A new study from Avalere, funded by the Biosimilars Council, was released this week, and its principal finding is that by 2025, an additional 1.2 million US patients could gain access to biologics owing to the availability of biosimilars. The implication is that current restrictions by private, Medicaid, and Medicare Advantage plans on the use of expensive biologics will be eased once less-expensive biosimilars come to the market and that lower costs will result in more patients being able to utilize biologics than before.
Although I’m not aware of any studies specifying the percentage of the insured population (public or private insurance) who do not have access to biologics, we do know a good deal about the way payers approach them in general. One of the greatest priorities of plans and insurers is to manage the specialty pharmaceutical category. The stated goal is to ensure that patients have access to appropriate therapy (not all therapy). The most common way to achieve this is through the use of stringent prior authorization criteria or step therapy. For noncancer biologics, virtually no payer or purchaser (including government and employers) would allow first-line access of a biologic without trials of conventional treatment first. This is done to limit costs of treatment as well as to mitigate the risk of adverse events.
Another routine mechanism for controlling costs of these agents is to leverage their net costs by offering preferred or exclusive coverage to one or two agents in a category. For patients in the US, this means that the vast majority of insured patients may have access to 2 or 3 anti-TNF agents, but not all of them. The introduction of lower-cost biosimilars may influence this, as it could be possible that payers include a wider choice of biologic medications once biosimilars for all of these products are available. The reference products may also benefit, in that the competition-driven lower costs may well allow for wider choice of medicines within a class.
It is questionable whether lower costs will permit the wholesale removal on restrictions of biologics in a category. Will a biologic be available for use as a first-line agent rather than a third-line agent? The major professional autoimmune disorder societies have not written clinical guidelines that urge biologics use far earlier. That is partly because each of these agents carries significant, serious risks, which cannot be minimized. They may occur infrequently, but they can be devastating in patients unfortunate enough to experience them.
In the Avalere report, researchers cite the European experience, in which “introduction of biosimilars led to an average increase in utilization, compared to the year prior to the biosimilar entrance, of 32%.” If that did occur in the US, it would be a boon to manufacturers.

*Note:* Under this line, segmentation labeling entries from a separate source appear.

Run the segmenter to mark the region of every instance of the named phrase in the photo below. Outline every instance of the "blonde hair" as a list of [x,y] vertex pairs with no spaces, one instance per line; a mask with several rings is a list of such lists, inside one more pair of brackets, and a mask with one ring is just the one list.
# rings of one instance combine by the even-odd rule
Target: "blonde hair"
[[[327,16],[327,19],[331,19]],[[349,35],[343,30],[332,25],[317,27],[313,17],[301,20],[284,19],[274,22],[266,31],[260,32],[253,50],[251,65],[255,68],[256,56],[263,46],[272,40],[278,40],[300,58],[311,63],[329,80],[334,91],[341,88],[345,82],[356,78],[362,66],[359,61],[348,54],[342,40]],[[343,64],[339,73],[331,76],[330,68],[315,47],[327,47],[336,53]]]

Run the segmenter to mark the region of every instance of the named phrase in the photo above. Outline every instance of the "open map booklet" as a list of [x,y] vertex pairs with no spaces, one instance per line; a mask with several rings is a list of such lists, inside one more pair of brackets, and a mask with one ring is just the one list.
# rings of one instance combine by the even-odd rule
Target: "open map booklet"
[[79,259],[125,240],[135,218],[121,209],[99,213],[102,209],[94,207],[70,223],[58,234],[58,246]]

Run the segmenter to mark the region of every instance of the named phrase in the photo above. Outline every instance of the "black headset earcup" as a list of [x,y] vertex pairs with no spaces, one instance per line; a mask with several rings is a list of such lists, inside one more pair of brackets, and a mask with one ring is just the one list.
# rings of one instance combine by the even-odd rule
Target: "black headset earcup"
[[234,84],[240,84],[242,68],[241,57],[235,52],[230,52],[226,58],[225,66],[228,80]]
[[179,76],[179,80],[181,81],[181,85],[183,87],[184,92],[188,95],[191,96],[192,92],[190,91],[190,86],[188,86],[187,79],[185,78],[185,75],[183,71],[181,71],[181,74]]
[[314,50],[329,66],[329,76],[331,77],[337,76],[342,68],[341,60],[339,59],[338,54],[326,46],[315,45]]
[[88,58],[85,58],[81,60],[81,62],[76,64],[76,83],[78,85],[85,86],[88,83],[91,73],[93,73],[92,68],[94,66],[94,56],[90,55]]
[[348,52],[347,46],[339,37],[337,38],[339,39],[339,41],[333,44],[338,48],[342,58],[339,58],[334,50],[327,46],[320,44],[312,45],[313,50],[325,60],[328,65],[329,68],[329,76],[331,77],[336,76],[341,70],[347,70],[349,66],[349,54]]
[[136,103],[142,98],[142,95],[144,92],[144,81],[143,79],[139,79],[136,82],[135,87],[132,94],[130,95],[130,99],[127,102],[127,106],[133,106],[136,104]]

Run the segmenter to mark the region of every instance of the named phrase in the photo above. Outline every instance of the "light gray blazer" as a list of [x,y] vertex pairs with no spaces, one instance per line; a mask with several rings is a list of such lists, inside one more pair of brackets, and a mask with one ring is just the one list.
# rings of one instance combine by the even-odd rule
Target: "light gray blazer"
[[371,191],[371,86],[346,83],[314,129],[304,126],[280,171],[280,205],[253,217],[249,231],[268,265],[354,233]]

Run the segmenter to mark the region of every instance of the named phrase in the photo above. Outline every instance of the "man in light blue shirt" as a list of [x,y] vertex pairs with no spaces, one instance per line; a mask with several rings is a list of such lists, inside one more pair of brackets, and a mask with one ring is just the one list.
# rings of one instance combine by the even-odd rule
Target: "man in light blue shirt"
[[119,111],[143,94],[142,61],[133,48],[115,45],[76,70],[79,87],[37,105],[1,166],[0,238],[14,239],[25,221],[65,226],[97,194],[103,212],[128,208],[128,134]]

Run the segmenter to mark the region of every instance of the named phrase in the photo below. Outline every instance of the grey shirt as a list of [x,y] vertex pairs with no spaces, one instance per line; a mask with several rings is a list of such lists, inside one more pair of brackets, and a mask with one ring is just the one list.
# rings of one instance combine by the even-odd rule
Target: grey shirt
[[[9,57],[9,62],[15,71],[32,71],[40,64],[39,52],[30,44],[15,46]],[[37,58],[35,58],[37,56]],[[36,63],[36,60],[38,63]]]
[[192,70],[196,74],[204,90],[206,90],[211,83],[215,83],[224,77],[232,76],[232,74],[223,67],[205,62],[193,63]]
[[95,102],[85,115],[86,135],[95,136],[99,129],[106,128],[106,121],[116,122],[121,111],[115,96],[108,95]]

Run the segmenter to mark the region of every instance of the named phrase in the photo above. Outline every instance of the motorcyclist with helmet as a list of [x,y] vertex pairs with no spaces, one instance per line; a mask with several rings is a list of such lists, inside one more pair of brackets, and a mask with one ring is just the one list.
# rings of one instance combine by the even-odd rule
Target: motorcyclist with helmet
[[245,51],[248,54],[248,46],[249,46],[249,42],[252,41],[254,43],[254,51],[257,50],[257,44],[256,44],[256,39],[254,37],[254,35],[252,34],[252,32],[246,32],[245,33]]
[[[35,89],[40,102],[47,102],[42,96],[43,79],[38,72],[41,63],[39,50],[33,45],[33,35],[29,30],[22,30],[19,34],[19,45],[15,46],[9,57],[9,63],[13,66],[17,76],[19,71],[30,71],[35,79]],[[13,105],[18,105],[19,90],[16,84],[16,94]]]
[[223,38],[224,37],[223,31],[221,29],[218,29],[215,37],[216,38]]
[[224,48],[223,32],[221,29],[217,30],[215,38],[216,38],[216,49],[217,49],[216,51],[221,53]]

They pointed to the lower costs being the primary driver of greater use. Gillian Woollett, MA, DPhil, Senior Vice President, Avalere Health, confirmed via Email that “[increased biosimilar availability] will disproportionately benefit women and low-income individuals. The assumption is two-fold: That biosimilar competition will lead to better access due to lower-cost products (either the biosimilar or reference biologic or both). Additionally, competition between biosimilars and their reference products is expected to improve tiering through placement on lower tiers, higher rates of coverage, earlier use, etc.”
Their results were based on an evaluation of seven blockbuster biologics in particular: adalimumab (Humira®), bevacizumab (Avastin®), etanercept (Enbrel®), infliximab (Remicade®), pegfilgrastim (Neulasta®), ranibizumab (Lucentis®), and rituximab (Rituxan®). All of these products are expected to be marketed by 2025, although patent litigation could, of course, change this scenario.

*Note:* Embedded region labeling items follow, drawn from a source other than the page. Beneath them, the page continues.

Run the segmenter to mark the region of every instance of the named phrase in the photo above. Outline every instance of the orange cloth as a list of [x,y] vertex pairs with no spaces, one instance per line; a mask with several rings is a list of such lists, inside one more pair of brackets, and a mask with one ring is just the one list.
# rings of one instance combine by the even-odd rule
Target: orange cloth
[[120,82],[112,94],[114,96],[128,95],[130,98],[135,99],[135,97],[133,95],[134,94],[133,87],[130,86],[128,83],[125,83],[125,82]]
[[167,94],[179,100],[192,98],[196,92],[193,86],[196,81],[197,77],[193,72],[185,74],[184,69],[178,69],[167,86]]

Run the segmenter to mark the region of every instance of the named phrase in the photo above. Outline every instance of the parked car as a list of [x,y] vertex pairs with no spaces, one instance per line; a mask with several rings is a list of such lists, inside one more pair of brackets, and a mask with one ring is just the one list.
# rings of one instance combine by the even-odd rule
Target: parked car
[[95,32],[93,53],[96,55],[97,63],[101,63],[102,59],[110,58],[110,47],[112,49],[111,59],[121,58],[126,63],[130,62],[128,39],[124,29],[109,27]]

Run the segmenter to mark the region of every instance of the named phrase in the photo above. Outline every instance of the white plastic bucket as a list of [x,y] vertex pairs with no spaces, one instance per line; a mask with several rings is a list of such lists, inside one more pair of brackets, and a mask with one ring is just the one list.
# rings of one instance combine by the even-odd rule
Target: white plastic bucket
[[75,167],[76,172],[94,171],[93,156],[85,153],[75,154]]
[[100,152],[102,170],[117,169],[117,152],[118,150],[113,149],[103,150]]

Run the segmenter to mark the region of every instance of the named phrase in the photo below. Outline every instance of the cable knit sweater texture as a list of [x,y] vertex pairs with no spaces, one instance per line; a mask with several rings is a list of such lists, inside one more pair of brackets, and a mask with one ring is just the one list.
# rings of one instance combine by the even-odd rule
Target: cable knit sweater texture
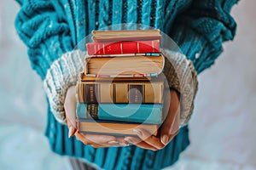
[[[82,55],[81,52],[71,51],[92,30],[121,23],[150,26],[161,30],[177,43],[184,55],[174,59],[176,69],[179,68],[183,76],[191,74],[193,78],[184,81],[194,81],[196,85],[195,72],[200,74],[210,67],[223,51],[222,43],[234,38],[236,25],[230,12],[237,0],[20,0],[18,3],[21,8],[15,20],[17,32],[28,48],[32,67],[44,80],[49,103],[45,135],[52,150],[86,159],[104,169],[160,169],[172,165],[189,144],[188,126],[183,127],[166,147],[155,152],[136,146],[94,149],[73,137],[67,138],[67,126],[59,122],[65,122],[64,110],[60,105],[63,105],[67,88],[76,83],[76,75],[83,68],[83,58],[77,57]],[[172,76],[171,72],[170,67],[166,70],[167,78],[168,73]],[[183,94],[178,86],[169,85]],[[192,112],[193,105],[189,110]],[[184,116],[181,124],[186,123],[190,115]]]

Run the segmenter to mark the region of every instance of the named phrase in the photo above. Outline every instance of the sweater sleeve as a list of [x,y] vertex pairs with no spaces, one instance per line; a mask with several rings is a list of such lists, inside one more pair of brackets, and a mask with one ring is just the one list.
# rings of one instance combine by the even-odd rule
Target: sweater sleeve
[[195,0],[173,23],[171,37],[177,43],[197,74],[210,67],[233,40],[236,24],[230,13],[238,0]]
[[236,25],[230,16],[237,0],[195,0],[190,8],[174,21],[171,37],[182,54],[163,50],[164,73],[169,86],[180,94],[181,126],[188,123],[193,112],[198,88],[197,74],[210,67],[223,51],[222,43],[232,40]]
[[33,70],[44,78],[51,64],[73,49],[73,23],[68,23],[59,1],[18,0],[20,10],[15,28],[26,45]]
[[28,48],[32,69],[44,80],[51,111],[65,123],[66,93],[76,82],[84,56],[79,51],[67,53],[75,44],[74,21],[67,14],[71,14],[72,2],[65,5],[59,0],[17,2],[21,7],[15,20],[17,33]]

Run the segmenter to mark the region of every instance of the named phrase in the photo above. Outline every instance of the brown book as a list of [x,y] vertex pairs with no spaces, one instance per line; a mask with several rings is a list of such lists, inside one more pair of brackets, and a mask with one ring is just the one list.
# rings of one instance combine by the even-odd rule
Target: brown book
[[165,60],[160,56],[87,57],[84,73],[112,76],[154,76],[164,67]]
[[76,86],[79,103],[155,103],[163,102],[164,82],[79,82]]
[[81,82],[134,82],[134,81],[148,81],[151,80],[151,76],[136,76],[136,77],[110,77],[110,76],[91,76],[85,75],[84,72],[80,73],[80,81]]
[[160,30],[92,31],[94,42],[145,41],[160,39]]
[[143,128],[156,136],[158,125],[139,123],[120,123],[116,122],[95,122],[90,120],[77,120],[78,130],[85,133],[101,133],[112,135],[137,135],[135,128]]

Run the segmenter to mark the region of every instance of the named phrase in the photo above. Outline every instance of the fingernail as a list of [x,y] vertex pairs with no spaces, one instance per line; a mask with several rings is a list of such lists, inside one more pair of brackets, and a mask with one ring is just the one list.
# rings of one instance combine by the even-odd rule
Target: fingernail
[[140,130],[135,128],[135,129],[133,129],[133,131],[134,131],[138,136],[143,136],[143,133],[142,133]]
[[131,140],[130,139],[128,139],[128,138],[125,138],[124,140],[125,140],[129,144],[132,144]]
[[164,144],[168,144],[168,136],[167,136],[166,134],[165,134],[165,135],[161,138],[161,142],[162,142]]
[[72,133],[73,133],[73,127],[70,127],[69,129],[68,129],[68,138],[71,137]]
[[127,145],[127,144],[125,144],[125,143],[119,143],[119,144],[121,145],[121,146],[126,146]]
[[118,141],[114,141],[114,140],[109,141],[108,143],[110,144],[119,144]]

The present assumption is that a significant portion of nonoptimized utilization of biologics like Humira is due to high cost-sharing requirements. With the wider availability of biosimilars, special biosimilar tiers (with relatively lower cost sharing) may be a good bet in the future. Dr. Woollett stated, “While the analysis doesn’t specifically assume the increased utilization due to specific actions (we don’t ascribe X% better access to more biosimilars tiers, etc.), we do assume that payers respond with efforts to incent utilization of either the biosimilar or the reference biologic (depending on contracting) and that leads to better access.”